The Directors and Advisors of the Board of the Albanian Cinema Project (ACP) are extremely troubled by the proposed ban on the screening of Kinostudio era films put forth under the name of The Institute for Communist Crimes.
ACP, an international coalition of concerned audiovisual archivists, filmmakers, and cinephiles, came together in 2012 to bring public awareness to the plight of Albania’s underfunded and decrepit audiovisual archives. We urge the Albanian government to properly safeguard these national treasures to ensure that Albanian film history enters film and media studies curricula globally. We are strongly committed to this mission. A ban on any collection of Albanian films would be a detriment to understanding and appreciating the Albanian film legacy.
Since 2012, we have enabled the restoration of three historically significant Albanian feature films, one short film, and one ethnographic film, fulfilling our goal to preserve “Five Films in Five Years.” These films have since screened in cinemas, film festivals, community centers, and university halls from Thailand to Paris to Tirana to New York. The world beyond the borders of Albania is just beginning to learn about and appreciate the rich cinematic history of Albania.
In 2016 ACP made its first steps to broaden the coalition to include Western Balkan audiovisual heritage. We gathered over 70 experts and archivists from India, the UK, Switzerland, the US, Hungary, Albanian, Macedonia, Montenegro, Kosovo, Serbia, Slovenia, Croatia, Bosnia-Herzegovina. For two weeks we debated and discussed the problems that face film archives in former communist countries. There was unanimous agreement that these films must not only be preserved, but restored, and screened for new audiences.

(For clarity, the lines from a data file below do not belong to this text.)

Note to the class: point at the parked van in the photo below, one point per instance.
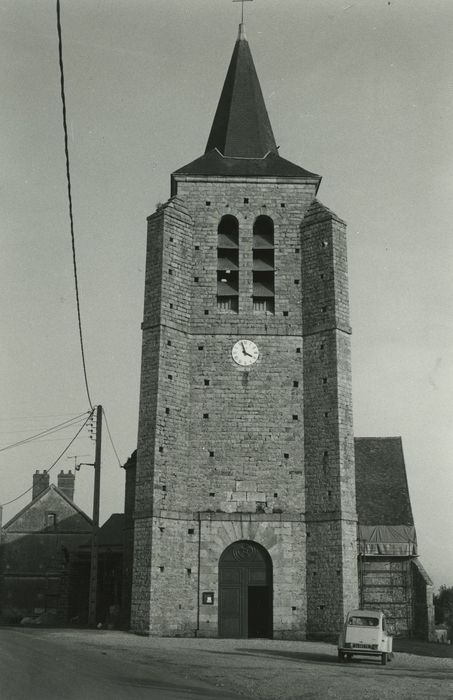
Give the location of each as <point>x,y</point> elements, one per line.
<point>364,634</point>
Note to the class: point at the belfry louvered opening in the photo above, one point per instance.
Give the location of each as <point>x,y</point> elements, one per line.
<point>263,264</point>
<point>228,264</point>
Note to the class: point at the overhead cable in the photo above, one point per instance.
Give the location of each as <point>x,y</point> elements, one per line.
<point>49,431</point>
<point>71,218</point>
<point>111,440</point>
<point>54,463</point>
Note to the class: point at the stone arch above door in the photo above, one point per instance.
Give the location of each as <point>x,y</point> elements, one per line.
<point>245,591</point>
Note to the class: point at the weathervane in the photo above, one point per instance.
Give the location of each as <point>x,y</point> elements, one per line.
<point>242,9</point>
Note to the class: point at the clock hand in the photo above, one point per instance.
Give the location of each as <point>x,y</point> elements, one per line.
<point>245,351</point>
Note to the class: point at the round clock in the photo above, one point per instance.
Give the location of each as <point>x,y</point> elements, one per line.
<point>245,353</point>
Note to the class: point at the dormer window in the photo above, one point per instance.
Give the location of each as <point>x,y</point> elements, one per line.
<point>51,521</point>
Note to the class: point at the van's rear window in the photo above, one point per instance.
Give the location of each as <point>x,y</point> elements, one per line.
<point>364,621</point>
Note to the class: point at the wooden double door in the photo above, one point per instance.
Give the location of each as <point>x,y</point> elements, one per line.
<point>245,591</point>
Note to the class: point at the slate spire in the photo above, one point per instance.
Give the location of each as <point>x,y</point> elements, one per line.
<point>241,126</point>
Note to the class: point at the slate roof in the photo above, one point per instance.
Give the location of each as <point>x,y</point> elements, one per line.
<point>39,497</point>
<point>381,484</point>
<point>272,165</point>
<point>241,141</point>
<point>241,125</point>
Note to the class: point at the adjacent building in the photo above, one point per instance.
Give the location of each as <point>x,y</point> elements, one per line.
<point>35,548</point>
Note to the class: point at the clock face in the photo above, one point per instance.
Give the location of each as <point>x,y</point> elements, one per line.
<point>245,353</point>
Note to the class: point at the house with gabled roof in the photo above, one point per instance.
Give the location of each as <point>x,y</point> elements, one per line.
<point>35,546</point>
<point>391,577</point>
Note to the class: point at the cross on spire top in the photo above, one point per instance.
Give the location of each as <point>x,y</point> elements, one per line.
<point>242,8</point>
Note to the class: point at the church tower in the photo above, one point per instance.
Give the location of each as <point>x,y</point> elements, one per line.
<point>245,522</point>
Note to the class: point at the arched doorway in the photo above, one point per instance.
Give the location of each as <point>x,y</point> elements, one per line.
<point>245,591</point>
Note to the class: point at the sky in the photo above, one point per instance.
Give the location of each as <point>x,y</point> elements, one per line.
<point>359,92</point>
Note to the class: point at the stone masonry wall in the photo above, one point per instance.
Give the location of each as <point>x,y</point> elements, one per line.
<point>329,449</point>
<point>186,555</point>
<point>166,314</point>
<point>221,448</point>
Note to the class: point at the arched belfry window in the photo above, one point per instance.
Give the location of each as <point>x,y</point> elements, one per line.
<point>263,264</point>
<point>228,264</point>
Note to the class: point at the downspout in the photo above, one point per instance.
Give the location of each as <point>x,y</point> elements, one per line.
<point>198,575</point>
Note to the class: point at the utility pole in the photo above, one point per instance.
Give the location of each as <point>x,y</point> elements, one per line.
<point>94,537</point>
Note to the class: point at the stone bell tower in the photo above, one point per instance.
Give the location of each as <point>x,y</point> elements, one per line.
<point>245,521</point>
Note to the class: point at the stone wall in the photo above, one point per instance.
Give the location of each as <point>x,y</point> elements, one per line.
<point>221,448</point>
<point>329,443</point>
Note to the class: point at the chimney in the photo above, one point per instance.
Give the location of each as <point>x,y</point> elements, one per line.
<point>40,483</point>
<point>66,484</point>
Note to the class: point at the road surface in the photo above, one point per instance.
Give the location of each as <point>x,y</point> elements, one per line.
<point>41,665</point>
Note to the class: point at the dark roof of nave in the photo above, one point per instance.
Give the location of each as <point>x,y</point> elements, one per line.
<point>241,141</point>
<point>382,490</point>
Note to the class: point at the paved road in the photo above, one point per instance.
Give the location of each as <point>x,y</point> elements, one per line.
<point>41,665</point>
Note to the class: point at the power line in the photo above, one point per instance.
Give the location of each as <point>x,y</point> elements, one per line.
<point>111,440</point>
<point>49,431</point>
<point>54,463</point>
<point>71,218</point>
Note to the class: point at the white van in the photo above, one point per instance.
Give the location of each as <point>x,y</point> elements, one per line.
<point>364,634</point>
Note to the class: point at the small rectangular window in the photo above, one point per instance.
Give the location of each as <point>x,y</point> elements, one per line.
<point>51,520</point>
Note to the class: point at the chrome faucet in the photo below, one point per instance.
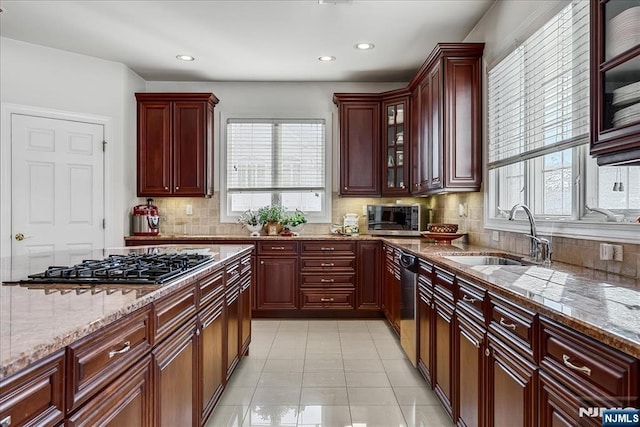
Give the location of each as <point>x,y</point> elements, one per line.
<point>540,248</point>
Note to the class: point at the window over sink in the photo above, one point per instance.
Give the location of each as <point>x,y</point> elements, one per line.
<point>538,138</point>
<point>269,161</point>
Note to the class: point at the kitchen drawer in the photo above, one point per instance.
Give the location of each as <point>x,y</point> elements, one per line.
<point>174,310</point>
<point>590,367</point>
<point>515,325</point>
<point>471,299</point>
<point>278,247</point>
<point>327,280</point>
<point>99,358</point>
<point>328,248</point>
<point>327,299</point>
<point>34,396</point>
<point>211,286</point>
<point>443,280</point>
<point>328,264</point>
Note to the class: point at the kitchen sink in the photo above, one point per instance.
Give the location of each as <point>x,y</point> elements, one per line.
<point>483,260</point>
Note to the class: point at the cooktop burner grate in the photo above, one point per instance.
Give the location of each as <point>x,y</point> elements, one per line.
<point>131,268</point>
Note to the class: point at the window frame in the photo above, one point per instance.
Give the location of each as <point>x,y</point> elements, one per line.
<point>322,217</point>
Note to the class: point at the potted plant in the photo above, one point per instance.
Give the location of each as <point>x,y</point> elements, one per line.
<point>271,217</point>
<point>251,221</point>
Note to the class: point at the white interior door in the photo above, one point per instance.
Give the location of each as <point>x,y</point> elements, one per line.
<point>57,189</point>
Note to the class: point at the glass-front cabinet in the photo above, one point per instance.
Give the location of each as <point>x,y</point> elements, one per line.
<point>395,169</point>
<point>615,81</point>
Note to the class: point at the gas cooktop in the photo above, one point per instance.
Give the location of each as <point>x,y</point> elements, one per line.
<point>124,269</point>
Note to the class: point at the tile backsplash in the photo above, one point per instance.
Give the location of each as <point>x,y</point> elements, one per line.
<point>206,221</point>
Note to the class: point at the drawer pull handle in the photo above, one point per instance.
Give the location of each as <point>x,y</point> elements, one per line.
<point>511,326</point>
<point>127,347</point>
<point>584,369</point>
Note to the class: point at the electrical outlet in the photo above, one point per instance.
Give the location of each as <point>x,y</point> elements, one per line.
<point>617,252</point>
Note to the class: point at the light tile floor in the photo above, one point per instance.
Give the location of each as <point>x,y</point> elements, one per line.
<point>327,373</point>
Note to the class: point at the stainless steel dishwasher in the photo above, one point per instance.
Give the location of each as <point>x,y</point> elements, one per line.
<point>408,283</point>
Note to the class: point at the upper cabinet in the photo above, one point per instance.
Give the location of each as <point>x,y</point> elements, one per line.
<point>615,82</point>
<point>175,144</point>
<point>420,140</point>
<point>359,116</point>
<point>449,128</point>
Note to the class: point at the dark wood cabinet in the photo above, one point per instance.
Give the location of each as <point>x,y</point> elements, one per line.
<point>369,271</point>
<point>359,116</point>
<point>175,372</point>
<point>395,145</point>
<point>425,310</point>
<point>35,395</point>
<point>615,77</point>
<point>449,87</point>
<point>175,144</point>
<point>277,283</point>
<point>124,402</point>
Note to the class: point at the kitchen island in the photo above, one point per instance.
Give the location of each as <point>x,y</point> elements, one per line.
<point>124,354</point>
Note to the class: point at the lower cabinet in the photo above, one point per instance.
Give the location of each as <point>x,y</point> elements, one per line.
<point>34,396</point>
<point>511,387</point>
<point>174,371</point>
<point>277,283</point>
<point>125,402</point>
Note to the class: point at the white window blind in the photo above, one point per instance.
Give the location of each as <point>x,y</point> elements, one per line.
<point>538,96</point>
<point>275,156</point>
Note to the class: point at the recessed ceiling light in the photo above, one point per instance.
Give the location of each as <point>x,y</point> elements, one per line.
<point>365,46</point>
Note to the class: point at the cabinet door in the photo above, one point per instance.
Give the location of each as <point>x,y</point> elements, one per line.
<point>35,395</point>
<point>360,148</point>
<point>189,148</point>
<point>175,370</point>
<point>470,372</point>
<point>277,284</point>
<point>425,329</point>
<point>368,276</point>
<point>125,402</point>
<point>461,159</point>
<point>434,139</point>
<point>415,140</point>
<point>211,349</point>
<point>395,142</point>
<point>154,148</point>
<point>511,387</point>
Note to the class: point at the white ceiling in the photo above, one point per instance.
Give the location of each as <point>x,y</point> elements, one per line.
<point>246,40</point>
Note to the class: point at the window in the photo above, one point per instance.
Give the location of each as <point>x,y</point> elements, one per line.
<point>538,131</point>
<point>276,161</point>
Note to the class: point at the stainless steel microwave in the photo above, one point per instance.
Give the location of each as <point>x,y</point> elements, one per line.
<point>395,220</point>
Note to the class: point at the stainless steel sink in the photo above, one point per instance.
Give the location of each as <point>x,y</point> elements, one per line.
<point>483,260</point>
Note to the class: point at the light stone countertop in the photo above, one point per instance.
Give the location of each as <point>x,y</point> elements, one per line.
<point>35,323</point>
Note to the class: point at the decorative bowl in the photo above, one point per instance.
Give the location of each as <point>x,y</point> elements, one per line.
<point>442,228</point>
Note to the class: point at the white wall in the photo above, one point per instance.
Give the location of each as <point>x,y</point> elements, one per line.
<point>51,79</point>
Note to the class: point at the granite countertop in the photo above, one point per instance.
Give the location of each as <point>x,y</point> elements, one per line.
<point>36,322</point>
<point>601,305</point>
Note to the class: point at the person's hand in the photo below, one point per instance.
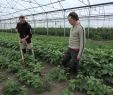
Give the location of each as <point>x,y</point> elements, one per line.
<point>23,40</point>
<point>78,57</point>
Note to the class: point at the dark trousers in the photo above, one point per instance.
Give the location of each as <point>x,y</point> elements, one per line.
<point>70,61</point>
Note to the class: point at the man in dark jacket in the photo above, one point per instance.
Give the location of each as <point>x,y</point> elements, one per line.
<point>24,30</point>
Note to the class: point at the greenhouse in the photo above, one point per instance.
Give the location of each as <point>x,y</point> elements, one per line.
<point>56,47</point>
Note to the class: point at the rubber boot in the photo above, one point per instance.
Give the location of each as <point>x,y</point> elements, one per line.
<point>29,51</point>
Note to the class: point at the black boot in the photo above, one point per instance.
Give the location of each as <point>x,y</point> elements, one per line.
<point>24,50</point>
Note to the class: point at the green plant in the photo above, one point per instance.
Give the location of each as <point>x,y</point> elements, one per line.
<point>13,88</point>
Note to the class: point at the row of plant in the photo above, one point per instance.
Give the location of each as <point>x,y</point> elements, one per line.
<point>27,75</point>
<point>96,63</point>
<point>94,33</point>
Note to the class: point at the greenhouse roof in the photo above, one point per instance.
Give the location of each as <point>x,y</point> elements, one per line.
<point>15,8</point>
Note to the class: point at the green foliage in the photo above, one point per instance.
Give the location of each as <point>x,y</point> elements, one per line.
<point>13,88</point>
<point>90,85</point>
<point>57,74</point>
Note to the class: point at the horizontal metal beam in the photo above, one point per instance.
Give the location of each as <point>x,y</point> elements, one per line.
<point>94,5</point>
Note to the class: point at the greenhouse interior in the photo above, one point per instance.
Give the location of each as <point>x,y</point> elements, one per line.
<point>56,47</point>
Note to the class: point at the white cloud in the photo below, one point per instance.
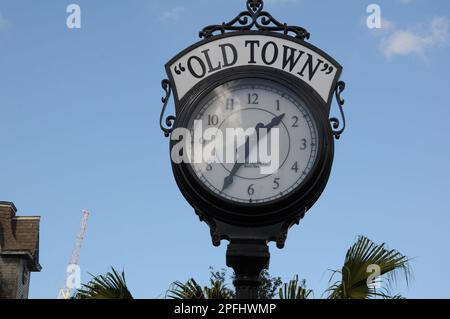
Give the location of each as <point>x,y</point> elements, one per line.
<point>172,14</point>
<point>416,40</point>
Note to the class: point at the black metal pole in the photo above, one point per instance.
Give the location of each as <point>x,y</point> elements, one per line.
<point>248,258</point>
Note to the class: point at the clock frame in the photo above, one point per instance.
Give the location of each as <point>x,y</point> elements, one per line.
<point>291,207</point>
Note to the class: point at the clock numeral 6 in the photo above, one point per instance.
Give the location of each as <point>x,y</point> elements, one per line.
<point>253,98</point>
<point>276,183</point>
<point>213,119</point>
<point>251,190</point>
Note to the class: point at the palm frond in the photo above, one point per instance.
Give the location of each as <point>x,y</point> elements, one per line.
<point>110,286</point>
<point>295,289</point>
<point>359,258</point>
<point>188,290</point>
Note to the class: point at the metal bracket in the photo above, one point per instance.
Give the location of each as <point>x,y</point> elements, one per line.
<point>337,132</point>
<point>170,120</point>
<point>255,17</point>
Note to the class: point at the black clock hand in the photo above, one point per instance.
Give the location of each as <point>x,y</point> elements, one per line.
<point>228,180</point>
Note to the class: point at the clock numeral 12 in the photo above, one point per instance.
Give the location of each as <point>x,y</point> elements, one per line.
<point>213,119</point>
<point>276,183</point>
<point>251,190</point>
<point>304,145</point>
<point>230,104</point>
<point>253,98</point>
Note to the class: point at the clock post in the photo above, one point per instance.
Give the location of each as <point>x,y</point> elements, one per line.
<point>260,78</point>
<point>247,258</point>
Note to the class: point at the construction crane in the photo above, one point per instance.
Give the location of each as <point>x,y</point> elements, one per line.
<point>73,268</point>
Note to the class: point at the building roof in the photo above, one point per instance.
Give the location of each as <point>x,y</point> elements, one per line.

ACP has received support and funding from the US State Department, the Albanian Ministry of Culture, the International Federation of Film Archives, the international Association of Moving Image Archivists, The Internet Archive, the World Bank Art Program, and the Film Foundation. Martin Scorsese through The Film Foundation had this to say about international understanding and cinematic heritage:
The Film Foundation recognizes and applauds the Albanian Cinema Project’s mission of preserving and enriching our shared cultural legacy. It is crucial that the world’s archival community support these efforts to develop the preservation and digitization skills of film professionals in this region, and at the same time, to broaden international understanding of the Balkans and its cinematic heritage.
As committed professionals, we donate our time, energy, and expertise to ensure that these films are restored and exhibited in a context that allows the rich and complex legacies of communist-era film production to be addressed. ACP is firmly committed to educating global audiences through this work. In order to confront and come to terms with this past, it must be visible and available to public audiences.
The push to censor these films, led by Agron Tufa and Erald Kapri, is short-sighted and goes against everything that archivists and historians of our shared global heritage stand for. The UNESCO constitution states, in part:
Since wars begin in the minds of men, it is in the minds of men that the defences of peace must be constructed… the wide diffusion of culture, and the education of humanity for justice and liberty and peace are indispensable to the dignity of man and constitute a sacred duty which all the nations must fulfil in a spirit of mutual assistance and concern… believing in full and equal opportunities for education for all, in the unrestricted pursuit of objective truth, and in the free exchange of ideas and knowledge…
Drawing on the Universal Declaration of Human Rights and other instruments, the United Nations Human Rights Council has drawn attention to the critical importance of preserving archives and historic memory, citing as a principle that every people has the inalienable right to know the truth about past events and adding that:
The right to know implies that archives must be preserved [and that measures should be taken] to prevent any removal, destruction, concealment or falsification of archives… access to archives should be facilitated in the interests of historical research, subject to reasonable restrictions aimed at safeguarding privacy… formal requirements governing access may not be used for purposes of censorship.
We the members of the Albanian Cinema Project strongly urge the Albanian government to keep these archives open to the public and to allow these films to be screened and discussed.